Gender issues at my rural homestay were even worse than what I've experienced here in Mukono area. Kapchurwa is like a bad "woman-make-me-a-sandwich" joke. The women have to kneel to greet the men. And the men eat out of different dishes and even sit at a different table at mealtimes. When it's not planting or harvesting season, the men literally do nothing. They sit. All-freaking-day. While the women carry gallons of water up the hill on their heads and spend all day sweeping, washing clothes, washing dishes, or cooking in the smoke-congested kitchen. I asked my 18-year-old cousin there if he wanted to help me peel matooke and he laughed at me and said that was "woman's work". I almost punched him in the face. So I asked him what a man's work was and he was like "....to eat. and have pleasure." So needless to say, slightly angering. But even weirder that the women don't seem to mind. Like they've never known differently so they honestly don't complain or yearn for freedom."

As someone who views herself as pretty independent and a free-thinker, a lot of the things I saw during my rural homestay were frustrating. But we're cautioned not to see Western culture as "right" and Ugandan culture as "wrong" or "backwards". But where is the line? One of my coordinators here was saying that she's lived in Uganda for 4 years and still isn't comfortable with the fact that she sometimes needs to kneel to men while a Ugandan man will never ever ever EVER kneel to a woman. She was saying that even if she lived here the rest of her life, that fact would still bother her. The view of women here can easily escalate into the men seeing them as more of property, especially since they literally "buy" the women from her parents in the practice of bride price. Seeing women as property, in turn, can lead to beating and other forms of abuse. Not good.

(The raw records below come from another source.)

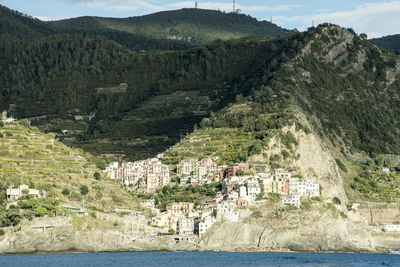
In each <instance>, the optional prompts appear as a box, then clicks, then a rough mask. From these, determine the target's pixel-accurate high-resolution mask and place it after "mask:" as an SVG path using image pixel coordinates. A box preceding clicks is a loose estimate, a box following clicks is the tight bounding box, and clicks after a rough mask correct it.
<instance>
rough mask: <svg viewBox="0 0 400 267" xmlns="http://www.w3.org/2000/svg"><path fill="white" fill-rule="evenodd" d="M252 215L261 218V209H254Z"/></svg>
mask: <svg viewBox="0 0 400 267" xmlns="http://www.w3.org/2000/svg"><path fill="white" fill-rule="evenodd" d="M251 216H253V217H254V218H261V211H259V210H255V211H253V213H252V214H251Z"/></svg>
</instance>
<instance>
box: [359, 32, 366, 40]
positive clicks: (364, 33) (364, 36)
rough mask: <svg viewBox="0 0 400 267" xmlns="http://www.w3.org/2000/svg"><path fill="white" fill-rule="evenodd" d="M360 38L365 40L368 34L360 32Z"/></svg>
mask: <svg viewBox="0 0 400 267" xmlns="http://www.w3.org/2000/svg"><path fill="white" fill-rule="evenodd" d="M360 38H361V39H363V40H367V39H368V35H367V34H366V33H360Z"/></svg>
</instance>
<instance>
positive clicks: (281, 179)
mask: <svg viewBox="0 0 400 267" xmlns="http://www.w3.org/2000/svg"><path fill="white" fill-rule="evenodd" d="M291 176H292V175H291V173H290V172H287V171H286V170H285V169H275V170H274V180H275V181H281V180H285V179H289V178H290V177H291Z"/></svg>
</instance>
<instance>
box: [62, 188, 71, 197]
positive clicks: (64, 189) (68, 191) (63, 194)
mask: <svg viewBox="0 0 400 267" xmlns="http://www.w3.org/2000/svg"><path fill="white" fill-rule="evenodd" d="M61 193H62V194H63V195H64V196H68V195H69V193H70V191H69V189H68V188H64V189H63V191H62V192H61Z"/></svg>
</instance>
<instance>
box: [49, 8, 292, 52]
mask: <svg viewBox="0 0 400 267" xmlns="http://www.w3.org/2000/svg"><path fill="white" fill-rule="evenodd" d="M52 24H54V25H57V26H60V27H66V26H68V27H72V28H74V27H75V28H80V29H81V30H84V29H85V27H88V28H92V29H94V28H96V29H103V30H104V29H112V30H115V31H123V32H128V33H131V34H139V35H142V36H147V37H152V38H156V39H178V40H183V41H186V42H189V43H191V44H193V45H196V46H197V45H204V44H210V43H211V42H213V41H215V40H217V39H221V40H228V39H234V38H240V37H246V36H259V35H270V36H279V35H280V36H284V35H288V34H290V31H288V30H286V29H283V28H280V27H278V26H277V25H275V24H272V23H269V22H266V21H262V22H259V21H257V20H256V19H254V18H252V17H250V16H246V15H237V14H233V13H223V12H220V11H214V10H204V9H181V10H174V11H164V12H159V13H155V14H150V15H146V16H141V17H130V18H124V19H117V18H101V17H82V18H76V19H70V20H63V21H58V22H53V23H52ZM83 25H85V26H83Z"/></svg>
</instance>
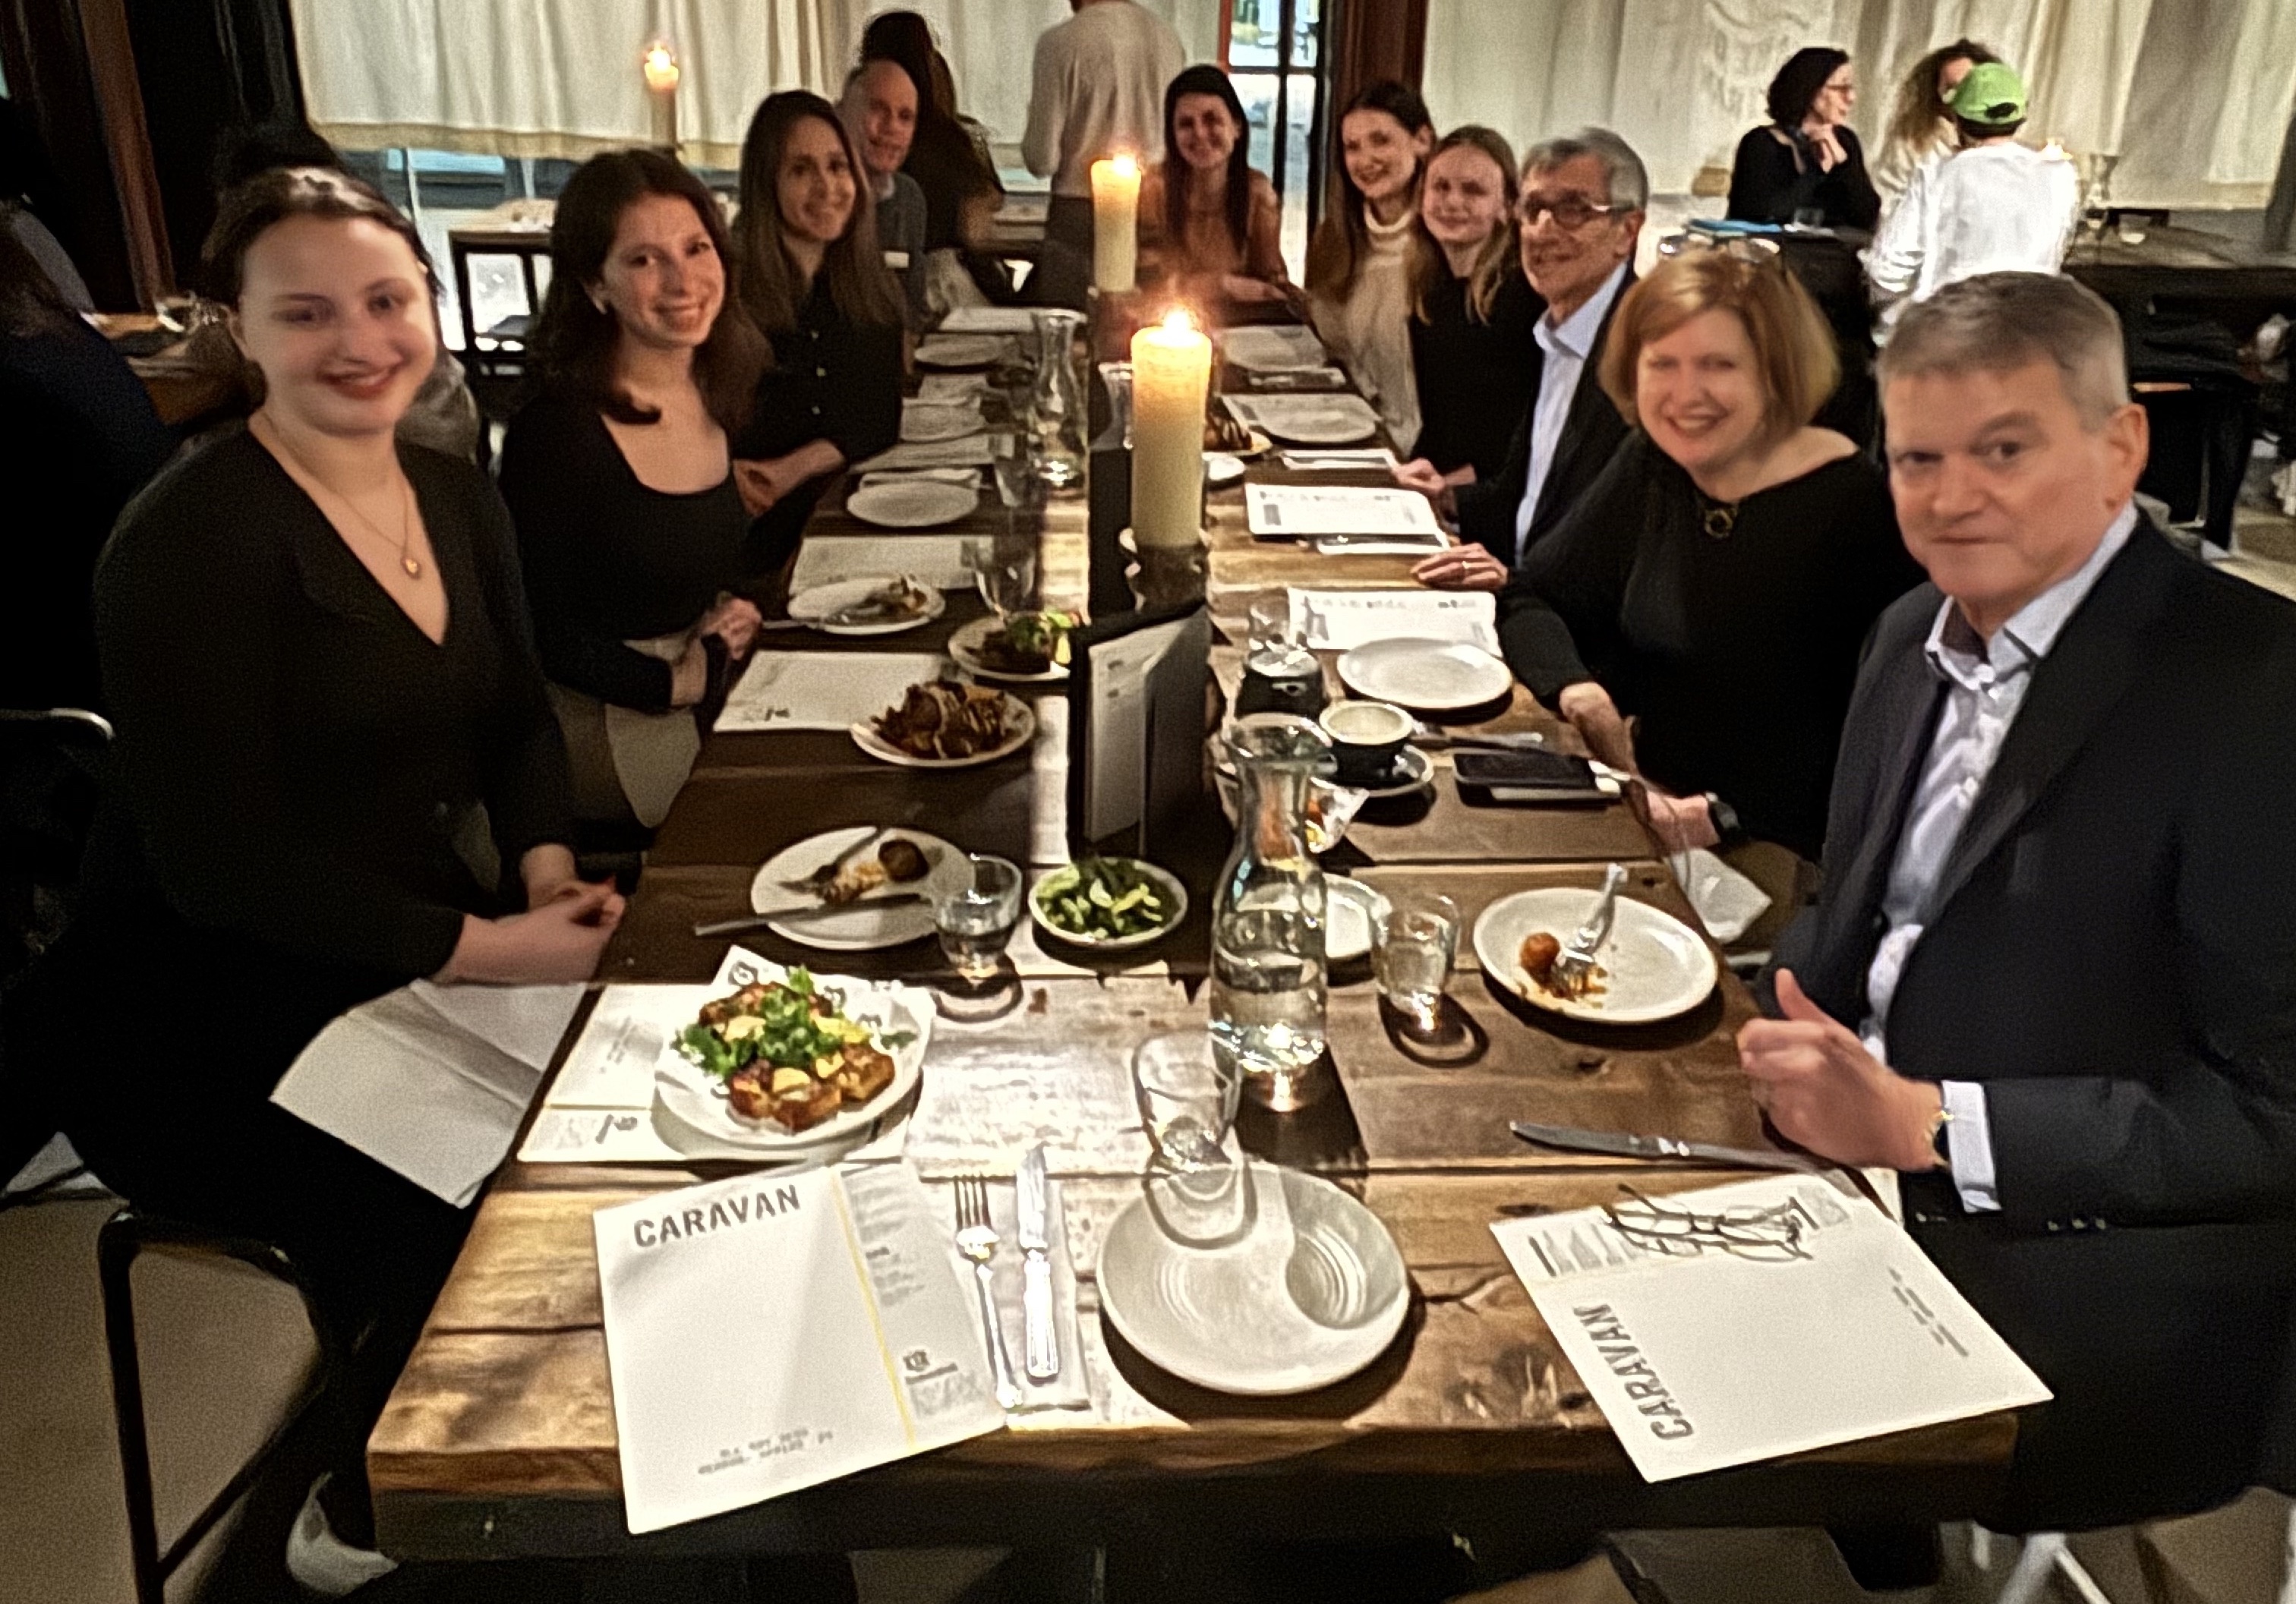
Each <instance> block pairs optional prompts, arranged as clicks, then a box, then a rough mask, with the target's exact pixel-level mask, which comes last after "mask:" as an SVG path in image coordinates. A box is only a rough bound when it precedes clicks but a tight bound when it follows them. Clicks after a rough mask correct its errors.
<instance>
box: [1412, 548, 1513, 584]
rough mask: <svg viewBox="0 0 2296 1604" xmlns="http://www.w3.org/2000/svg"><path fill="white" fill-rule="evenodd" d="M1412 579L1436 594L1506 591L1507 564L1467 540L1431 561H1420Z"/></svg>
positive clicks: (1413, 567)
mask: <svg viewBox="0 0 2296 1604" xmlns="http://www.w3.org/2000/svg"><path fill="white" fill-rule="evenodd" d="M1412 578H1417V581H1419V583H1421V585H1433V587H1435V590H1506V564H1504V562H1499V558H1497V555H1492V551H1490V548H1488V546H1481V544H1476V542H1472V539H1469V542H1460V544H1458V546H1451V551H1440V553H1435V555H1433V558H1419V562H1417V564H1412Z"/></svg>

Since rural homestays nothing much has been happening. I returned to my family in Mukono and life is good. Luganda is over so I have very little homework besides reading for African Literature (which I'm LOVING) and some small assignments for Faith and Action. This leaves me with a lot of time to hang out with my family and other USP students and go into Kampala and things like that. I'm liking the slow pace of life here. I'm not at all ready to go back home.